Elle se tourna vers son assiette et prit un morceau de pain avant de le présenter à la bouche du nourrisson. Sans succès. Après tout, il n'avait pas de dents...

En dernier recours, elle jeta un œil à son décolleté. Ses seins douloureux avaient énormément gonflé au point qu'elle ne savait plus quoi en faire.

— Ironiquement, je n'aurais jamais imaginé qu'ils serviraient à ça.

Elle délassa sa chemise et sorti un sein pour le donner à l'enfant. Ce ne fut pas non plus gagné. Ce n'est qu'après maintes tentatives qu'il put enfin téter goulument.

Voilà une situation qui la dépassait totalement. Mais en son cœur, elle commençait à s'intéresser à ce petit bout. C'est vrai qu'il lui ressemblait avec ses cheveux noirs et ses yeux déjà verts. Le sentir contre elle tira une nouvelle corde de sa sensibilité. Elle se rendait compte qu'elle avait donné la vie, qu'elle était mère et que ce nouvel être fragile dépendait entièrement d'elle.
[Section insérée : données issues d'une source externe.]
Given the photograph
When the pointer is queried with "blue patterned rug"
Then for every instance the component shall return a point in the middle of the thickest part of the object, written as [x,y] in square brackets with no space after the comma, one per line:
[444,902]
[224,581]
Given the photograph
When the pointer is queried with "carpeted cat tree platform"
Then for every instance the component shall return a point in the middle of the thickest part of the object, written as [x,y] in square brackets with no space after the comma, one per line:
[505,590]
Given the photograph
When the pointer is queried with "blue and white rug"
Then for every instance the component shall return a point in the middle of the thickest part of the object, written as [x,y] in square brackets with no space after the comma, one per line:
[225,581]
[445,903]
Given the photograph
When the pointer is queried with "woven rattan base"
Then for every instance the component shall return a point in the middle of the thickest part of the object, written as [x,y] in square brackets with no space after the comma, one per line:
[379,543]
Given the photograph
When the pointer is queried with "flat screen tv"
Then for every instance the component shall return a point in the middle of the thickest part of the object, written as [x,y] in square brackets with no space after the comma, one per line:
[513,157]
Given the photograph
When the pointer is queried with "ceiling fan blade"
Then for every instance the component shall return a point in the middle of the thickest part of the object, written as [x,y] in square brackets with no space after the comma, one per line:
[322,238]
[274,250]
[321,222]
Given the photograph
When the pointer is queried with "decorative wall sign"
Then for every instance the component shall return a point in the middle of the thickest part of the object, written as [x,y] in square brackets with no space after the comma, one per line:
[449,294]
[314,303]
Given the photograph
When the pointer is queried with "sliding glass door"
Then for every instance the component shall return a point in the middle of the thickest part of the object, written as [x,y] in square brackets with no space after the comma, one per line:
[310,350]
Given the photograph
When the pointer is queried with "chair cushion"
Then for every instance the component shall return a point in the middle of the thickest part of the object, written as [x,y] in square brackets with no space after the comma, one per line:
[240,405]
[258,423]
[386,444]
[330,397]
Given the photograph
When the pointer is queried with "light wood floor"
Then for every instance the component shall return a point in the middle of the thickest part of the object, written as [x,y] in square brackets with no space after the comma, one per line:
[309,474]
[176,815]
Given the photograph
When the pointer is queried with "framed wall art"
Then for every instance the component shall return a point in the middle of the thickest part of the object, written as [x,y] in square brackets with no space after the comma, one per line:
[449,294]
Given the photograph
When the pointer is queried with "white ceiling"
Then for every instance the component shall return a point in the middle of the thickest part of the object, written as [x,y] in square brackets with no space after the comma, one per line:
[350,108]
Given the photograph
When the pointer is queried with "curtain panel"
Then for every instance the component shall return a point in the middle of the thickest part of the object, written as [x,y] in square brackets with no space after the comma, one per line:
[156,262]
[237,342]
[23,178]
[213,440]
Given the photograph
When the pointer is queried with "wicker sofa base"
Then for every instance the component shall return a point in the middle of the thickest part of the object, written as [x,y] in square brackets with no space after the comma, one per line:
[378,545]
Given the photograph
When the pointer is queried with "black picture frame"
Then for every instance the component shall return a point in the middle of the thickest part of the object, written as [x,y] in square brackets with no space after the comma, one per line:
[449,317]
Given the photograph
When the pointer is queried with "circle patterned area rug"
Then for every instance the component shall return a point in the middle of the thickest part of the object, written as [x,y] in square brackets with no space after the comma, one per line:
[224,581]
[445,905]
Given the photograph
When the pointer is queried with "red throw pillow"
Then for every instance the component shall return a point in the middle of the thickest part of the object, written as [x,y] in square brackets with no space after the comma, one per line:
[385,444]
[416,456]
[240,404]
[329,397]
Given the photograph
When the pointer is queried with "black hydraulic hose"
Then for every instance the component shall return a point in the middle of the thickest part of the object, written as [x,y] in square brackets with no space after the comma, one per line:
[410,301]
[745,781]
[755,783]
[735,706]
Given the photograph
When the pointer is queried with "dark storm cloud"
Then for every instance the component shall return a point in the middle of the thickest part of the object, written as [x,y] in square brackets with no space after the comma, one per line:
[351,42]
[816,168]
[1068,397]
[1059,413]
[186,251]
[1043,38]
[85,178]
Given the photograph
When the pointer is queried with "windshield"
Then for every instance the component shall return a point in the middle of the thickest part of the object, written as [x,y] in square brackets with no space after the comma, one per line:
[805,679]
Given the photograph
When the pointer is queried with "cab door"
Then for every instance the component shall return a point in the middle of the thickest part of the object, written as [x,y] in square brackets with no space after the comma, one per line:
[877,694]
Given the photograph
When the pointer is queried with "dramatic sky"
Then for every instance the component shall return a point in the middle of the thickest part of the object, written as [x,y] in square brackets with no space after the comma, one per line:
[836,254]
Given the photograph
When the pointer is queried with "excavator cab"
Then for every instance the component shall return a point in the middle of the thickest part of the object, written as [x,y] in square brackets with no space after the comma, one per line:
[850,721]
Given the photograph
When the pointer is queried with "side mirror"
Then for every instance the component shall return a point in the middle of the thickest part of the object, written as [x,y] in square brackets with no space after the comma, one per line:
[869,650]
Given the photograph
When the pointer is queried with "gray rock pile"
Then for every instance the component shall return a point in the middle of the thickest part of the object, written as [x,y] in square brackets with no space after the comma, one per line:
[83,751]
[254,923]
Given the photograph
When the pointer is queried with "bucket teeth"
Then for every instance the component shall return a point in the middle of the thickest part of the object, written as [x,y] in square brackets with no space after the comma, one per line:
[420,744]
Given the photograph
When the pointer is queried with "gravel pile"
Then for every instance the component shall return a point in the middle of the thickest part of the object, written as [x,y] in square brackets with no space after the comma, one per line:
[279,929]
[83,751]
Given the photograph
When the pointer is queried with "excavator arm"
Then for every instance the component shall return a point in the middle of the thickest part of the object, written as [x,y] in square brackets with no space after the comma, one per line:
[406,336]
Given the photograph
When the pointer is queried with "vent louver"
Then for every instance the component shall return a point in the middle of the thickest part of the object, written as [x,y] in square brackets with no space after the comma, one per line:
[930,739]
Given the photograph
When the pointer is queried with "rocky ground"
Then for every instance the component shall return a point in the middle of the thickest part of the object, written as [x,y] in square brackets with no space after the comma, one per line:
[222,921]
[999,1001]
Un sourire timide étira ses lèvres alors qu'elle l'observait boire sereinement.

— Tu es peut-être trop mignon pour que je te laisse...

Pour toute réponse, le concerné posa sa main minuscule sur la poitrine de sa maman sans lâcher le téton de sa petite bouche.

— Mais tu risques d'éclater si tu continues à te remplir le gosier de la sorte.

Elle essaya de se libérer mais c'était peine perdue.

— Parfait, j'ai affaire à un goinfre.

C'est donc sans broncher que la reine nourrit son enfant. C'était tellement irréel, elle avait l'impression de vivre un songe.

— Majesté, la voiture est là.

Luinil sursauta devant Handelë qu'elle n'avait absolument pas remarqué. Elle rougit devant l'étonnement de l'homme et lança :

— Retournez-vous, vous ne voyez pas que je suis dépoitraillée !

— Excusez-moi, Majesté, mais après avoir fait naître votre fils, je crois que votre corps n'a plus beaucoup de secrets pour moi.

Ses joues s'empourprèrent davantage. On ne pouvait pas dire que beaucoup d'hommes avaient zyeuter son intimité.

Handelë s'avança et déposa un chaud manteau de laine sur le lit :

— Il faut y aller, je vais vous aider, Majesté.

Elle hocha la tête et se saisit du par-dessus pour envelopper son bébé à l'intérieur. Une fois debout, elle prit le paquet dans ses bras, prête à partir.

L'astre sourit devant le revirement de situation et dégrafa sa cape pour couvrir la reine.

— Je vois que nous rentrons avec un passager inattendu.

— Aidez-moi à marcher au lieu de raconter des sornettes, je vous rappelle que je me vide encore de mon sang.

Il lui prit le bras avec délicatesse et la conduisit dans la basse-cour où attendait le carrosse, escorté de la milice privée. Luinil s'empressa de monter, dissimulant son bébé contre elle.

Dans l'intérieur capitonné, Handelë la rejoignit et jeta un sort d'isolation au cas où le nourrisson viendrait à pleurer.

La voiture ne tarda pas à démarrer et à conduire la reine loin du front.